For each keyword occurrence, we extracted the sentence in which the keyword occurred ("opinoin context"). Sentiment expressed in the sentence toward the keyword was manually coded on a -2 to +2 range.

# Set up and get data

In [None]:
import os
import pickle

In [None]:
import numpy as np
import pandas as pd

In [None]:
import psutil

In [None]:
import seaborn as sns
import matplotlib.pyplot as plt

In [None]:
%matplotlib inline

In [None]:
import plotly.express as px
import chart_studio.plotly as py
import plotly.graph_objects as go
import plotly.offline as pyo
pyo.init_notebook_mode()

In [None]:
pd.set_option('display.max_colwidth', None)

### Constant

In [None]:
DIR_DATA = os.environ.get("DIR_DATA_INTERIM")

In [None]:
DIR_DATA_EXTRA = os.environ.get("DIR_DATA_EXTRA")

In [None]:
# prominence
term_freqs_nm = "kword_rawfreq_2W-MON.csv"
doc_freqs_nm = "kword_docfreq_2W-MON.csv"
metrics_nm = "kword_rfrdf_2W-MON.csv"

In [None]:
# sentiment
sentiment_nm = "preproc_kword_sent.pickle"

In [None]:
# keywords to be excluded because of low frequency in the corpus
EXCLUDE_KWORDS = ['behav_insight', 'behavioural_economist', 'behav_analysis', 'chater', 'american_behav_scientists']
NON_KWORDS = ['herd_immunity', 'behavioural_fatigue']

## Import data

In [None]:
doc_freqs = pd.read_csv(os.path.join(DIR_DATA, doc_freqs_nm))

In [None]:
term_freqs = pd.read_csv(os.path.join(DIR_DATA, term_freqs_nm))

In [None]:
metrics = pd.read_csv(os.path.join(DIR_DATA, metrics_nm))

In [None]:
with open(os.path.join(DIR_DATA, sentiment_nm), "rb") as input_file:
        sentiments = pickle.load(input_file)

## Exclude words

In [None]:
EXCLUDE_LIST = EXCLUDE_KWORDS + NON_KWORDS

In [None]:
doc_freqs.drop(EXCLUDE_LIST, axis=1, inplace=True)

In [None]:
term_freqs.drop(EXCLUDE_LIST, axis=1, inplace=True)

In [None]:
metrics = metrics[~metrics.kword.isin(EXCLUDE_LIST)].copy()

In [None]:
sentiments = sentiments[~sentiments.kword.isin(EXCLUDE_LIST)].copy()

In [None]:
term_freqs

## Preprocessing of prominence/frequency data

In [None]:
def wide2long(df: pd.DataFrame, new_value_var: str, time_var: str ='fortnight_starting', new_group_var:str = 'kword') -> pd.DataFrame:
    
    return pd.melt(df,
    id_vars=time_var,
    var_name=new_group_var,
    value_name=new_value_var)

In [None]:
doc_freqs

In [None]:
doc_freqs_l = wide2long(doc_freqs.drop("article_count", axis=1), new_value_var='doc_freq')


In [None]:
term_freqs_l = wide2long(term_freqs.drop("word_count", axis=1), new_value_var='term_freq')


In [None]:
prominence_df = metrics.merge(doc_freqs_l, on=['fortnight_starting', 'kword']).merge(term_freqs_l, on=['fortnight_starting', 'kword'])


In [None]:
prominence_df

In [None]:
prominence_df.drop("Unnamed: 0", axis=1, inplace=True)
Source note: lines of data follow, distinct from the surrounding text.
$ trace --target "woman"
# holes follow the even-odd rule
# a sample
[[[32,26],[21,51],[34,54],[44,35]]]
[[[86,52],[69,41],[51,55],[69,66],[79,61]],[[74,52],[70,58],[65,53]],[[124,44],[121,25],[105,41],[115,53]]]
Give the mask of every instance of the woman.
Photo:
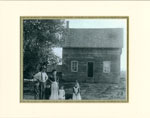
[[[51,78],[51,96],[50,96],[50,100],[58,100],[58,79],[57,79],[57,71],[56,70],[52,70],[52,78]]]
[[[73,87],[73,100],[81,100],[80,85],[78,81],[76,81],[76,84]]]

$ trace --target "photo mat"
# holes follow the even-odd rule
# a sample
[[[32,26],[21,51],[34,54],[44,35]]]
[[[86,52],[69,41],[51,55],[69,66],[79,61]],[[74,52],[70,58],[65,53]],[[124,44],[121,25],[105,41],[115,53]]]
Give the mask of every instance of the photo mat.
[[[72,88],[75,84],[75,81],[78,80],[78,82],[80,84],[82,100],[72,100],[72,99],[67,99],[67,100],[42,99],[41,100],[41,99],[31,99],[31,98],[26,99],[26,98],[24,98],[24,96],[26,94],[25,89],[24,89],[25,81],[27,83],[27,86],[28,87],[32,86],[32,88],[34,86],[34,84],[33,84],[34,82],[32,80],[29,80],[28,78],[27,79],[24,78],[25,77],[25,71],[24,71],[24,67],[25,67],[25,65],[24,65],[25,64],[24,63],[24,43],[25,43],[24,42],[24,31],[25,31],[24,28],[25,28],[25,24],[24,24],[24,22],[31,21],[30,22],[31,25],[34,25],[35,21],[37,23],[41,23],[43,21],[47,22],[47,21],[58,21],[58,20],[64,20],[65,21],[64,29],[69,30],[69,32],[71,32],[71,33],[67,36],[65,34],[65,38],[64,38],[65,44],[61,45],[63,48],[62,49],[63,51],[55,48],[55,46],[60,47],[60,45],[52,46],[52,47],[54,47],[53,52],[54,51],[56,53],[58,53],[59,51],[63,52],[61,61],[60,61],[61,64],[59,64],[59,66],[57,66],[57,67],[56,67],[56,65],[52,66],[52,64],[47,64],[46,71],[51,75],[51,71],[54,68],[57,71],[59,70],[58,71],[59,75],[61,75],[61,76],[63,75],[62,77],[59,77],[59,78],[61,78],[59,80],[60,81],[59,85],[64,86],[64,89],[66,92],[66,96],[65,96],[66,98],[69,96],[72,96],[72,94],[73,94]],[[110,27],[105,26],[105,24],[104,25],[101,24],[103,27],[98,27],[97,24],[99,24],[100,20],[103,20],[101,22],[105,22],[105,23],[107,23],[108,22],[107,20],[109,20],[109,24],[107,24],[107,25],[110,25]],[[112,21],[110,21],[110,20],[112,20]],[[125,20],[125,22],[126,22],[125,28],[123,29],[123,30],[125,30],[125,34],[123,31],[120,31],[120,29],[121,29],[120,27],[116,28],[116,26],[113,24],[113,20],[114,21],[115,20]],[[33,24],[32,24],[32,21],[33,21]],[[89,25],[89,22],[91,22],[91,25]],[[110,23],[110,22],[112,22],[112,23]],[[71,24],[72,24],[72,26],[71,26]],[[114,27],[111,26],[112,24],[114,25]],[[117,22],[116,22],[116,24],[117,24]],[[119,22],[118,22],[118,24],[119,24]],[[44,27],[44,23],[42,25],[43,25],[42,27]],[[73,27],[73,28],[71,28],[71,27]],[[129,88],[128,88],[128,84],[129,84],[129,82],[128,82],[129,17],[128,16],[111,16],[111,17],[110,16],[105,16],[105,17],[104,16],[95,16],[95,17],[94,16],[92,16],[92,17],[91,16],[86,16],[86,17],[85,16],[84,17],[82,17],[82,16],[76,16],[76,17],[70,17],[70,16],[68,16],[68,17],[66,17],[66,16],[65,17],[63,17],[63,16],[58,16],[58,17],[56,17],[56,16],[55,17],[52,17],[52,16],[51,17],[49,17],[49,16],[46,16],[46,17],[45,16],[44,17],[43,16],[42,17],[41,16],[22,16],[22,17],[20,17],[20,28],[21,28],[21,32],[20,32],[21,33],[21,35],[20,35],[21,36],[21,41],[20,41],[21,42],[20,43],[20,45],[21,45],[20,46],[20,48],[21,48],[20,49],[20,55],[21,55],[20,102],[75,102],[75,103],[76,102],[79,102],[79,103],[80,102],[81,103],[82,102],[119,102],[120,103],[120,102],[128,102],[129,101]],[[90,35],[88,35],[88,34],[90,34]],[[122,37],[123,37],[123,35],[125,36],[125,39],[124,39],[125,41],[122,41],[122,42],[119,41],[119,38],[121,37],[120,34],[122,34]],[[29,32],[29,35],[30,35],[30,32]],[[101,37],[97,38],[96,35],[97,35],[97,37],[99,37],[99,35]],[[58,37],[59,36],[60,35],[58,35]],[[85,39],[87,39],[86,42],[83,41],[83,37]],[[93,39],[91,40],[91,38],[93,38]],[[117,38],[118,38],[118,40],[116,40]],[[66,39],[67,39],[67,41],[66,41]],[[112,39],[112,40],[114,39],[115,43],[107,42],[106,40],[109,41],[109,39]],[[101,42],[99,40],[101,40]],[[120,44],[118,43],[118,41],[120,42]],[[119,46],[116,42],[119,44]],[[126,61],[126,62],[124,62],[124,66],[121,67],[121,64],[122,64],[122,62],[120,62],[121,55],[119,57],[119,54],[122,53],[122,49],[120,50],[120,48],[123,48],[124,42],[126,43],[126,45],[125,45],[126,48],[124,51],[125,56],[124,56],[123,61]],[[76,55],[75,54],[73,55],[72,53],[75,53]],[[95,56],[93,55],[94,53],[96,53]],[[99,56],[97,54],[99,54]],[[58,56],[58,55],[56,54],[56,56]],[[68,57],[68,55],[71,55],[72,57]],[[87,56],[85,56],[87,58],[83,58],[83,55],[84,56],[87,55]],[[111,55],[113,55],[113,56],[111,56]],[[117,55],[117,56],[115,56],[115,55]],[[79,56],[79,58],[77,59],[78,56]],[[70,60],[68,58],[70,58]],[[116,59],[118,59],[119,62],[114,62],[114,60],[116,60]],[[97,60],[100,60],[101,62],[97,62]],[[83,62],[85,62],[85,63],[83,63]],[[118,64],[119,64],[119,67],[117,66]],[[63,65],[63,67],[60,67],[60,65]],[[99,68],[96,66],[99,66]],[[99,69],[100,71],[98,71],[97,69]],[[118,77],[118,74],[116,74],[116,73],[120,74],[121,69],[125,70],[125,73],[123,73],[125,78],[124,79],[122,78],[122,81],[124,81],[124,84],[125,84],[124,85],[125,88],[121,88],[120,86],[122,86],[122,85],[118,85],[118,83],[120,82],[120,78]],[[115,70],[114,74],[111,73],[114,70]],[[120,70],[120,71],[118,71],[118,70]],[[81,71],[82,71],[82,74],[79,73]],[[81,79],[80,79],[80,77],[81,77]],[[101,79],[101,78],[103,78],[103,79]],[[110,78],[111,78],[111,80],[110,80]],[[115,79],[115,78],[118,78],[118,79]],[[32,79],[33,79],[33,77],[32,77]],[[30,83],[30,85],[28,85],[29,83]],[[119,90],[119,89],[121,89],[121,90]],[[123,92],[122,92],[122,89],[124,89]],[[26,90],[26,91],[30,91],[30,90]],[[94,94],[95,91],[96,91],[96,93]],[[100,91],[100,92],[98,93],[97,91]],[[32,90],[32,92],[33,92],[32,94],[34,94],[34,90]],[[88,95],[87,93],[90,93],[90,95]],[[98,97],[92,98],[93,95],[94,96],[96,95]],[[117,95],[121,96],[121,97],[124,95],[124,98],[123,99],[115,98]],[[33,97],[33,95],[32,95],[32,97]]]

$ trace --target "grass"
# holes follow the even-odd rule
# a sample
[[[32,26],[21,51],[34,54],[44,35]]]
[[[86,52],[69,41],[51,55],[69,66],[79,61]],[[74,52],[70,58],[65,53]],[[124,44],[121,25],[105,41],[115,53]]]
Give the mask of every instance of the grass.
[[[72,94],[73,82],[61,83],[64,85],[66,94]],[[126,80],[120,79],[118,84],[110,83],[80,83],[83,100],[125,100]],[[33,86],[24,87],[24,99],[34,99]]]

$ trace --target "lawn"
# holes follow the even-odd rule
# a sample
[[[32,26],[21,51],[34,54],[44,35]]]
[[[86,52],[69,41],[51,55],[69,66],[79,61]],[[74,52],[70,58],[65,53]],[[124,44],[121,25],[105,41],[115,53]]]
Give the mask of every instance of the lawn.
[[[66,94],[72,94],[74,83],[64,82]],[[120,79],[118,84],[110,83],[80,83],[83,100],[125,100],[126,81]],[[24,99],[34,99],[33,84],[24,87]]]

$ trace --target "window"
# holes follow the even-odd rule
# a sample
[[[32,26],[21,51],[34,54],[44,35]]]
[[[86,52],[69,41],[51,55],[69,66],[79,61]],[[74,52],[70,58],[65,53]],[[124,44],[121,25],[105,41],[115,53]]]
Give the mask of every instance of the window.
[[[103,73],[110,73],[110,61],[103,62]]]
[[[78,72],[78,61],[71,61],[71,72]]]

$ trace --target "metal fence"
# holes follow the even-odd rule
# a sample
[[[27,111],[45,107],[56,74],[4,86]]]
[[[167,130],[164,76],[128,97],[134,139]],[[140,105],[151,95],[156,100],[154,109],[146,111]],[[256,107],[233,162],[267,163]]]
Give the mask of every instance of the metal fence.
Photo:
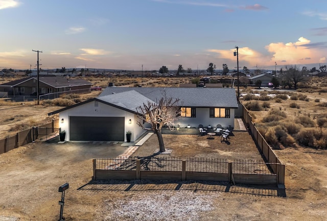
[[[226,159],[206,158],[182,159],[179,157],[118,157],[111,159],[96,159],[95,169],[135,170],[136,160],[139,160],[141,171],[181,171],[182,162],[185,161],[185,171],[190,172],[228,173]],[[233,174],[273,174],[266,163],[260,161],[235,160]]]
[[[20,131],[14,136],[7,136],[0,140],[0,154],[8,152],[21,145],[41,138],[48,140],[59,132],[59,119],[52,120],[40,127],[33,127]]]
[[[275,168],[274,171],[271,167]],[[279,163],[209,158],[117,157],[93,160],[94,180],[201,180],[284,184]]]

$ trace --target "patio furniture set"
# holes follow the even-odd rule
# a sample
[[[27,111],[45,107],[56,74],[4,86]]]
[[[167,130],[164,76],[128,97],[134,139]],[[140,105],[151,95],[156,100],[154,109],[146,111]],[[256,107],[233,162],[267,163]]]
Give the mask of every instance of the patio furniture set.
[[[229,135],[233,128],[228,126],[224,128],[220,125],[218,125],[216,128],[205,128],[202,125],[199,125],[199,135],[207,136],[207,139],[215,139],[216,135],[221,136],[220,142],[228,142],[229,140]]]

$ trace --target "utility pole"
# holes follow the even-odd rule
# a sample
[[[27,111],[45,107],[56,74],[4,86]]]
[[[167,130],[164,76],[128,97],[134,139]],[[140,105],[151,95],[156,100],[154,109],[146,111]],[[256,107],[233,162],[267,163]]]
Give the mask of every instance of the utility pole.
[[[40,96],[39,95],[39,52],[42,53],[42,51],[35,51],[33,49],[32,52],[37,52],[37,81],[36,82],[36,96],[37,97],[37,105],[40,104]]]
[[[237,99],[240,99],[240,73],[239,72],[239,47],[235,46],[236,52],[234,52],[234,56],[237,56]]]

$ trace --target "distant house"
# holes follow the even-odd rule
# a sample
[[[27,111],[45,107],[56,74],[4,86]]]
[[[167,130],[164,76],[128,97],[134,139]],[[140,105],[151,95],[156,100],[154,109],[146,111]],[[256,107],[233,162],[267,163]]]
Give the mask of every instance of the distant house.
[[[250,84],[255,84],[255,82],[260,80],[261,81],[262,85],[268,85],[269,83],[271,82],[271,79],[272,79],[272,78],[274,78],[274,76],[272,76],[270,73],[265,73],[249,78],[248,79],[250,81]],[[275,77],[275,78],[279,80],[278,78]]]
[[[179,100],[181,117],[175,124],[180,128],[197,128],[200,124],[234,127],[238,103],[233,88],[108,87],[97,98],[48,115],[59,114],[66,140],[124,141],[130,131],[133,141],[147,131],[136,124],[141,114],[138,107],[165,96]],[[140,123],[149,127],[146,122]]]
[[[327,72],[325,71],[319,72],[316,75],[316,76],[318,76],[319,77],[327,76]]]
[[[83,79],[72,79],[63,77],[40,77],[39,91],[41,94],[78,90],[89,90],[92,84]],[[8,96],[36,95],[37,78],[29,77],[0,85],[0,92],[6,92]]]

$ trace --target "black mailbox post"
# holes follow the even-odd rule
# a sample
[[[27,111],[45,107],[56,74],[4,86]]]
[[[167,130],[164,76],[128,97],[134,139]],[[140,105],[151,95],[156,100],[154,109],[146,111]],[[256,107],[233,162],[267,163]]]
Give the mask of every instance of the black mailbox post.
[[[64,219],[62,218],[62,214],[63,213],[63,206],[65,205],[65,190],[69,187],[69,184],[66,183],[62,186],[59,186],[58,192],[61,192],[61,200],[59,201],[59,204],[60,205],[60,213],[59,214],[59,219],[58,221],[63,221]]]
#### Expressed normalised frequency (and so prominance) per 10,000 words

In [None]:
prominence_df['rkf'] = prominence_df.rkf * 10000

In [None]:
prominence_df['rkf*rdf'] = prominence_df['rkf*rdf'] * 10000

In [None]:
prominence_df

## Preprocessing of sentiment data

Only keep the relevant columns

In [None]:
cols_to_keep = ['pub_date_dt', 'kword', 'opinion_context_id', 'keyword_sentiment', 'refers_to_gov', 'gov_sentiment']

In [None]:
sentiments = sentiments[cols_to_keep].copy()

In [None]:
sentiments

Assign one unique id to each keyword-sentiment pair

In [None]:
sentiments['id'] = range(1, sentiments.shape[0]+1)

In [None]:
sentiments.id.count()

### Code sentiment scores as labels: 'pos' and 'neg'

In [None]:
int2labels = {
    -2: 'neg',
    -1: 'neg',
    0: 'neu',
    1: 'pos',
    2: 'pos'
}

In [None]:
sentiments['kword_sent_label'] = [int2labels.get(score) for score in sentiments.keyword_sentiment]

In [None]:
sentiments['gov_sent_label'] = [int2labels.get(score) for score in sentiments.gov_sentiment]

In [None]:
sentiments

## Aggregate sentiments

We will report:
- the number of positive vs. neutral vs. negative sentiments expressed in a fortnight toward a keyword
- the corresponding proportions
- the change in number from fornight-to-fortnight as % change

There are fortnights where very few sentences expression a sentiment toward a given keyword. So % changes must be interpreted carefully.

In [None]:
sentiments['kword_sent_cat'] = sentiments['kword_sent_label'].astype('category')

In [None]:
sent_counts = sentiments.set_index('pub_date_dt').groupby(['kword', 'kword_sent_cat', pd.Grouper(freq="2W-MON", closed="left", label="left")]).agg(
    {'id':"count",'refers_to_gov':'count'})

In [None]:
sent_counts

In [None]:
sent_counts.index.names = ['kword', 'kword_sent_cat', 'fortnight_starting']
sent_counts.rename(columns={'id': 'sentiment_count', 'refers_to_gov': 'refers_to_gov_count'}, inplace=True)

In [None]:
sent_counts

In [None]:
sent_counts = sent_counts.reset_index(level="kword_sent_cat").merge(sent_counts.groupby(['kword', 'fortnight_starting'], observed=False)['sentiment_count'].sum(),
                                                           left_index=True, right_index=True).rename(columns={'sentiment_count_x': 'sentiment_count', 
                                                                                                              'sentiment_count_y': 'tot_counts'})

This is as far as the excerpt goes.